Les pays arabes sont divisés vis-à-vis de la Libye

  • La Syrie et l’Algérie sont deux pays traditionnellement amis du colonel Kadhafi. Ce dernier a en effet été un révolutionnaire socialiste avant de devenir un dictateur. Lors d’un coup d’Etat militaire, il a renversé la monarchie libyenne en 1969, à l’âge de 27 ans. Ce jeune officier, qui a commencé par instaurer un socialisme arabe (nationalisations), est devenu un exemple pour des Algériens encore sous le choc de leur propre indépendance.
  • En revanche, des pays comme la Tunisie et l’Égypte, à peine libérés eux-mêmes, n’ont pu qu’accompagner l’initiative franco-britannique par solidarité avec le peuple libyen assoiffé de démocratie.
  • Enfin, les États arabes du Golfe, dominés par l' Arabie saoudite , ont également soutenu le projet mais en exigeant cependant la caution de la Ligue arabe. Pour Luis Martinez, directeur scientifique au Centre de recherche sur l'Afrique et la Méditerranée (Ceram), «il aurait été très difficile pour ces régimes de ne pas se montrer en convergence avec la rue, alors même que les chaînes arabes comme Al-Jazeera et Al-Arabiya diffusent en boucle les combats entre les insurgés et les forces loyales à Kadhafi . Ils auraient été accusés d'abandon par leur opinion publique».

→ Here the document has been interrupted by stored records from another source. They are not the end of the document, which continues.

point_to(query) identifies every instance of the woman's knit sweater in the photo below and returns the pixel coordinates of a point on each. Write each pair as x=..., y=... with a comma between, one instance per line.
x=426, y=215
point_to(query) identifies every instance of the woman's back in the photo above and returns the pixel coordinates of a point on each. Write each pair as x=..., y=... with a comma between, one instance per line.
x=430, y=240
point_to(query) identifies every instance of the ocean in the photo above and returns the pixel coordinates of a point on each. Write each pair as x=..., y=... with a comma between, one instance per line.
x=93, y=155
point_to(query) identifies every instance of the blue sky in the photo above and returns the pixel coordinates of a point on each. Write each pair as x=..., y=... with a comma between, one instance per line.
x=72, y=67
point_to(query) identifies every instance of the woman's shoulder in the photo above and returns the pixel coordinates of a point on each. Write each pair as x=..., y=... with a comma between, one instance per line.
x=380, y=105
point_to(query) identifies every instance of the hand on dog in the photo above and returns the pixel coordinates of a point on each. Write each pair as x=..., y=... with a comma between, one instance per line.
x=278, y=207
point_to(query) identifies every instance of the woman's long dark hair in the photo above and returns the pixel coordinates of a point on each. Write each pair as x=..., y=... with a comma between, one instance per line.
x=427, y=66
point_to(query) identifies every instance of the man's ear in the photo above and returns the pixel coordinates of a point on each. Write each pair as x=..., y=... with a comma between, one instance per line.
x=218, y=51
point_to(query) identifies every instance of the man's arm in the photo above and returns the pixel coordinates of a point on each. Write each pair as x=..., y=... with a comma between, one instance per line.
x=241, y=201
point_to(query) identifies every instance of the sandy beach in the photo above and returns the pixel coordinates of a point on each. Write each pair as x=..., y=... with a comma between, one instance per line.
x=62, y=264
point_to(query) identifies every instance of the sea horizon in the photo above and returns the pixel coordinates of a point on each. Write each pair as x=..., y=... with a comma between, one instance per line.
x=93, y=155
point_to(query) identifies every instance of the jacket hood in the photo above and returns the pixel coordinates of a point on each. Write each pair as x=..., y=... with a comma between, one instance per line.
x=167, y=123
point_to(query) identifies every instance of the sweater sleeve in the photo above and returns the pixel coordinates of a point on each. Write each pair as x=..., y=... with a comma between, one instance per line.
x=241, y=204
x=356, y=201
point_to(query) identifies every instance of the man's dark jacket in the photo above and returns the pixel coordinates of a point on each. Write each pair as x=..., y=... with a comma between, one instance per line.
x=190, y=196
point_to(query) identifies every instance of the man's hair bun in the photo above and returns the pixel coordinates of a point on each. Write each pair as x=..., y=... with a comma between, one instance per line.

Amr Moussa est candidat à la présidence de l'Égypte

  • Le secrétaire général de la Ligue arabe se trouve, à titre personnel, dans une situation délicate. Il est candidat à la présidence de l’Égypte . Or, s’il est, disent les spécialistes, un diplomate reconnu, cet ancien ministre des Affaires étrangères âgé de 75 ans s’est accommodé du régime autoritaire du président Moubarak durant dix ans et trois gouvernements.
  • Amr Moussa joue donc double jeu. Officiellement, il vient de souhaiter que l’Égypte n’intervienne pas militairement aux côtés de la France, de la Grande-Bretagne et des États-Unis. «Pour des raisons touchant à sa sécurité intérieure, et au fait que de très nombreux Égyptiens vivent dans ce pays voisin, a déclaré le chef de la diplomatie égyptienne, Nabil Elarabi». Mais dans le même temps, écrit Le Point qui cite le Wall Street journal, l’Égypte fournirait depuis le début de la révolte des fusils d’assaut et des munitions aux insurgés.